数学者を感動させた大学生の「鮮やかすぎる証明」はこうして生まれた

当たり前の事実を納得するために
瀬山 士郎 プロフィール

補助線には複雑なものもあるが(そのような補助線はいわば鑑賞用で、自ら発見することは難しいです)、もう少し単純なものでも、引かれてみると「なるほど」と感心するものも多い。

たとえば、ユークリッドの『原論』では、「三角形の外角はその内対角のいずれよりも大きい」ことを平行線の公理を使わずに証明している(図2)。ユークリッドは、「直線外の点を通る平行線はただ一本ある」とする平行線の公理を使うことを、極力避けていたようだ。その姿勢がこの証明に現れている。証明のポイントは補助線である。
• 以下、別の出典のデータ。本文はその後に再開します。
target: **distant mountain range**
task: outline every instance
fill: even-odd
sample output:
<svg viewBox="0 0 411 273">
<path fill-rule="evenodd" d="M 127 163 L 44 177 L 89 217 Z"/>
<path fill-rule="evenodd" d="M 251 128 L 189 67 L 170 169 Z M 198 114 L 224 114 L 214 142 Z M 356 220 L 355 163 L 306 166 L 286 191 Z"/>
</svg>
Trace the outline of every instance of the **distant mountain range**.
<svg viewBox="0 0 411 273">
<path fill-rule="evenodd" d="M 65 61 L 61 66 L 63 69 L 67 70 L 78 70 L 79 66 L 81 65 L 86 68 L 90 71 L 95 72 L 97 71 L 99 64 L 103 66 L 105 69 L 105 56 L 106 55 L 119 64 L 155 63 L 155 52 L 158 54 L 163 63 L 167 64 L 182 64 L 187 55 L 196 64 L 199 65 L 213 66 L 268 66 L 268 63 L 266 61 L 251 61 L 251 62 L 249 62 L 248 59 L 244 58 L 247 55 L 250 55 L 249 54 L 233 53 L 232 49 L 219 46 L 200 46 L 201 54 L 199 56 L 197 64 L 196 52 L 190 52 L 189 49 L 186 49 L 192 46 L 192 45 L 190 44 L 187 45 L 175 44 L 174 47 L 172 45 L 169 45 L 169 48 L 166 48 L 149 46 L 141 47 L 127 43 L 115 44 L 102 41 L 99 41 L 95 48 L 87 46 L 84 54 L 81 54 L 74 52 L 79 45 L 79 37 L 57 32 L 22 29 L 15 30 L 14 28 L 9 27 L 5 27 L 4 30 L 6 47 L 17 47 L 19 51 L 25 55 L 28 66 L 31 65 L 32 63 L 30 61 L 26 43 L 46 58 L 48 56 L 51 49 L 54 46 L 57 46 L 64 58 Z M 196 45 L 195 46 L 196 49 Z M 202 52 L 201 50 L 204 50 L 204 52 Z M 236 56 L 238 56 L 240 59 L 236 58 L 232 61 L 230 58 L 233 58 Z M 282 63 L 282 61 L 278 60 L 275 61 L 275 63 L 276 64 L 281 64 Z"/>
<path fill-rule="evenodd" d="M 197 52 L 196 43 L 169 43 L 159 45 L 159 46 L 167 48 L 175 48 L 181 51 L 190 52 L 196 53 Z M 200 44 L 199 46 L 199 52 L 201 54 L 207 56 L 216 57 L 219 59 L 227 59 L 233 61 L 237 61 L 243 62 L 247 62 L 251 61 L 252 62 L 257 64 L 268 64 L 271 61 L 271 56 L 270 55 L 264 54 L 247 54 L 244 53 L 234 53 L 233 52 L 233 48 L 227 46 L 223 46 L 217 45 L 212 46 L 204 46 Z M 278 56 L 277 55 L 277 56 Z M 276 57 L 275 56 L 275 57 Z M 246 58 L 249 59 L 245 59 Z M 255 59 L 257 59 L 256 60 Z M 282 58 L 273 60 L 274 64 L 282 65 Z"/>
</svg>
その補助線は、三角形の中線を2倍に伸ばした点を取り、頂点と結ぶものである(図3)。じつはこの補助線には、外角の頂点Cを通る辺ABの平行線を引いたのと同じ効果がある。

この補助線を使えば、三角形の内角和が180度であることを使わずに、外角が内対角より大きいことが証明できる(読者各自、証明を試みてください)。

この証明は、言われてみればすぐに納得できるだろうが、補助線の発見は初学者にとってはそれなりに難しいと思う。